Google Docs makes it easier to get to files you need to edit.  Heroku makes it easier to deploy Ruby on Rails apps.  Amazon EC2 makes it easier for you to deploy a server.  The fall out of the cloud is that technology suddenly becomes much easier to create and deploy.

So what happens when my mom wants to write her own blog.  Well, most likely she heads over to WordPress.com and creates a blog for herself.  And if she needs a little more, then she signs up for the WordPress Premium services.  But what if I want my own blog.  Well right now I have my friend hosting my stuff.  But what if I want it hosted elsewhere and I don’t want to maintain servers (since I do that all day long).  My only option right now is to do what my mom is doing, but the reality is, that’s not what I want.  I want something like Heroku but for PHP.  And if I had it, I could install any of the PHP applications listed above.

And I think this conversation is very pertinent given that Google just announced its open source learning management system written in Python and intended to be deployed in Google App Engine.  This could potentially be a big blow to Moodle who doesn’t have a cloud to turn to.


So yes a PHP based cloud does matter.  And yes it should be built because there are lots of people clamoring to use it (or who have already figured out a way).

And yes this blog post could be more coherent.


One Response to “Who wants a PHP Cloud? Users of OSS that’s who.”

  1. MJ Suhonos

    I don’t think the “open sourceness” of the cloud platform is necessarily important (though obviously it’s a nice-to-have), but I can definitely see a strong need/desire for a (LA)MP cloud service — the L and A being abstracted below the surface.
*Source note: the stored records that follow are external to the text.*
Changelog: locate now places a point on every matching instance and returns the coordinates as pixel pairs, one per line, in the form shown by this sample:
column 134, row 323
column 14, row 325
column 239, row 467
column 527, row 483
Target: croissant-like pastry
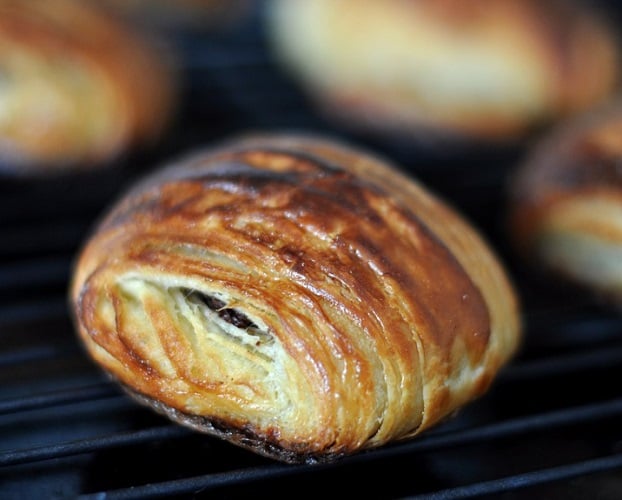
column 566, row 202
column 78, row 86
column 295, row 296
column 486, row 70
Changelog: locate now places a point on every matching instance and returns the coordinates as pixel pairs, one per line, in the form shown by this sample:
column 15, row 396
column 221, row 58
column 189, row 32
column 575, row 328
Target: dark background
column 548, row 428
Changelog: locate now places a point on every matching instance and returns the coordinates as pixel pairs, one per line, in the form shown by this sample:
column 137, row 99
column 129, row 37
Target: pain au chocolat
column 78, row 86
column 296, row 296
column 486, row 70
column 566, row 203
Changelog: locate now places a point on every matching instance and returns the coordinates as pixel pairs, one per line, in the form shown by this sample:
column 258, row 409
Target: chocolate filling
column 236, row 318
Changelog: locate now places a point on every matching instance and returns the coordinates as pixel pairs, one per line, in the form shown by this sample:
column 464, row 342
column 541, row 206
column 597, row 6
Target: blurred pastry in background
column 193, row 15
column 566, row 202
column 491, row 70
column 78, row 87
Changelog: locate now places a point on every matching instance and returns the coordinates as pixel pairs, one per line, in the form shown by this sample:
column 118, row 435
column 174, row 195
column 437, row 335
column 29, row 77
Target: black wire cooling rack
column 548, row 428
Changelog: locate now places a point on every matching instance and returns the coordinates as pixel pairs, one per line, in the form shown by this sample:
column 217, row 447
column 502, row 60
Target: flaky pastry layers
column 477, row 69
column 295, row 296
column 566, row 202
column 78, row 87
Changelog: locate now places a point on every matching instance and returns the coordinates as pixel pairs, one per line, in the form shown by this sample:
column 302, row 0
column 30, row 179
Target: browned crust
column 338, row 238
column 579, row 159
column 110, row 50
column 575, row 46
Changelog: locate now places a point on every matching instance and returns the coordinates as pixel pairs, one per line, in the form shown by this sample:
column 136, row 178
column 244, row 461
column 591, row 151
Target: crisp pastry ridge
column 565, row 202
column 296, row 296
column 79, row 87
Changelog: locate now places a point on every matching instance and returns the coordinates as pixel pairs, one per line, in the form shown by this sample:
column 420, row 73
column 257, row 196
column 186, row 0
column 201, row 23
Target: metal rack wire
column 547, row 428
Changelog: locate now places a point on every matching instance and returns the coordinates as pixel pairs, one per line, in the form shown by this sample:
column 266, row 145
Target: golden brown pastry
column 467, row 69
column 566, row 202
column 78, row 87
column 294, row 296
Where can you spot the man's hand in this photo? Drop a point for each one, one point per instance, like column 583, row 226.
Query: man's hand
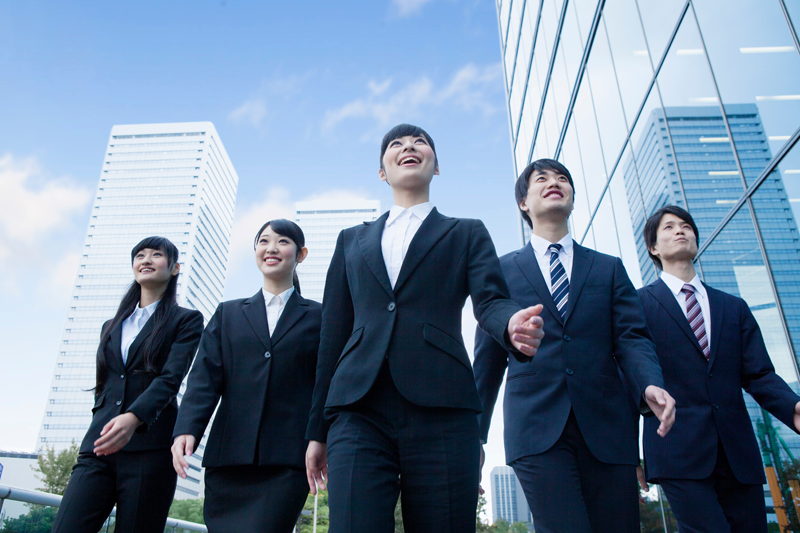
column 525, row 329
column 317, row 465
column 663, row 406
column 116, row 434
column 182, row 448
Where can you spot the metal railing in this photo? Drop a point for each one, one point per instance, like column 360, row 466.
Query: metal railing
column 54, row 500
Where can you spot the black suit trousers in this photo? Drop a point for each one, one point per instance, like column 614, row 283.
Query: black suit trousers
column 570, row 491
column 383, row 446
column 719, row 503
column 141, row 485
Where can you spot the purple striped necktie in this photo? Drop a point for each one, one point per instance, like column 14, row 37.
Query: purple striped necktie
column 695, row 316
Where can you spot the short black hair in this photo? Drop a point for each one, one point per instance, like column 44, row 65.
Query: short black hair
column 403, row 130
column 521, row 187
column 651, row 228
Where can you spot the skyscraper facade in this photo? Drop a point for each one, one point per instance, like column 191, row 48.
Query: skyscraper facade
column 172, row 180
column 691, row 103
column 508, row 499
column 321, row 221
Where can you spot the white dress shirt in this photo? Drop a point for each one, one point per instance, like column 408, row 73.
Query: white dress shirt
column 400, row 228
column 541, row 249
column 132, row 326
column 675, row 285
column 275, row 306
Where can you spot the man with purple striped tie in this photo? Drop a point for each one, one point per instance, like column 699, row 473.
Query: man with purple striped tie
column 571, row 431
column 710, row 348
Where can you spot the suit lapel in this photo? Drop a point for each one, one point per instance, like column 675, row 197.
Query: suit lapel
column 717, row 308
column 433, row 228
column 369, row 241
column 527, row 263
column 667, row 300
column 255, row 310
column 295, row 308
column 581, row 265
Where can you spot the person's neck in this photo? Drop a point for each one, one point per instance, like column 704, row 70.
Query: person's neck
column 408, row 199
column 277, row 287
column 683, row 270
column 550, row 230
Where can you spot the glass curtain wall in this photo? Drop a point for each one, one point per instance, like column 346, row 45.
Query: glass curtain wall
column 674, row 102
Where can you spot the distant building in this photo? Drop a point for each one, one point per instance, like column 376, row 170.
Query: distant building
column 508, row 499
column 171, row 180
column 321, row 221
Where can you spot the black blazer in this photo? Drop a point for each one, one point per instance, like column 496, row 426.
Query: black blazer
column 151, row 397
column 576, row 366
column 416, row 326
column 265, row 383
column 710, row 405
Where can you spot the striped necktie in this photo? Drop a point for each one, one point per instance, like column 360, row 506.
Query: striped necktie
column 695, row 316
column 559, row 286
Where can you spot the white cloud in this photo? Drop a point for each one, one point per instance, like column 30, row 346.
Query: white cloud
column 467, row 89
column 407, row 8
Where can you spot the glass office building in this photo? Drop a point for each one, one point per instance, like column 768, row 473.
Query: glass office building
column 691, row 103
column 171, row 180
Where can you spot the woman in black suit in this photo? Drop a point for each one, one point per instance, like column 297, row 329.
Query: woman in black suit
column 144, row 354
column 258, row 355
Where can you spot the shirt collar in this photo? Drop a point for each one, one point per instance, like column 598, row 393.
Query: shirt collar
column 541, row 246
column 421, row 211
column 284, row 296
column 675, row 284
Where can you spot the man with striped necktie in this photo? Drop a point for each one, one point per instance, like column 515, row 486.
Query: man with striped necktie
column 571, row 430
column 710, row 348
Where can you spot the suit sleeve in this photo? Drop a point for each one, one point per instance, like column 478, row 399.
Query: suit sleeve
column 337, row 325
column 758, row 375
column 206, row 382
column 490, row 364
column 165, row 386
column 491, row 302
column 633, row 345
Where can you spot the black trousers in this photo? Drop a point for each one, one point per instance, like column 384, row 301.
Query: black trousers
column 383, row 446
column 141, row 484
column 719, row 503
column 267, row 499
column 569, row 491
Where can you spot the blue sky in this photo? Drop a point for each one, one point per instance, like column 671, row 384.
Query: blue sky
column 300, row 93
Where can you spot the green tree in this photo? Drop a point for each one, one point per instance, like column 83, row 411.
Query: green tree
column 189, row 510
column 55, row 468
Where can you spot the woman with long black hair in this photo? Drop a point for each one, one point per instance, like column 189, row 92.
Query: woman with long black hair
column 257, row 360
column 144, row 353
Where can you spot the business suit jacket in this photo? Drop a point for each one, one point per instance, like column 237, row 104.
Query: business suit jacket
column 151, row 397
column 576, row 364
column 417, row 325
column 710, row 407
column 265, row 383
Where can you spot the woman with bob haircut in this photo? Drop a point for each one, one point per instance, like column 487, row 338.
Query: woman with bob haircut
column 257, row 359
column 144, row 353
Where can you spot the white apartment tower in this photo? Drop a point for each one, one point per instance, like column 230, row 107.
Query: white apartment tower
column 321, row 221
column 172, row 180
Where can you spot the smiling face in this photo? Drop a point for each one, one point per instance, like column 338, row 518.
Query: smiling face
column 277, row 256
column 409, row 163
column 675, row 240
column 151, row 268
column 549, row 195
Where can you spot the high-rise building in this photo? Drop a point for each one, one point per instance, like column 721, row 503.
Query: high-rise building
column 508, row 499
column 655, row 102
column 321, row 221
column 172, row 180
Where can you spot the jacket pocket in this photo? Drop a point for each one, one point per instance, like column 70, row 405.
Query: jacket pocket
column 446, row 343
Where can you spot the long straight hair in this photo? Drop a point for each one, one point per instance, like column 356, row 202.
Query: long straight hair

    The main case I can see for, eg. cloud-hosted PHP is the ability to scale, which isn’t an option for DIY setups or even many premium services. Deploying one server is a nuisance, but what if I need to deploy more horizontally as, say, my custom PHP app grows in traffic?

    Of course, the main critique that the PHP naysayers will raise about this (and I’m a PHP programmer) is that it was never designed to scale this way, and more critically, PHP has all kinds of built-in insecurities that make deploying it in a cloud environment risky for the service operator. I think both are valid.

    To date, the best approach I’ve seen is Caucho’s Quercus project (http://quercus.caucho.com/): a Java implementation of PHP5, so you can just deploy PHP in any cloud service that supports Java, including Google AppEngine. It seems a bit
    like a Matryoshka doll, and is sure to offend both PHP and Java purists, but is an interesting way to tackle the problem.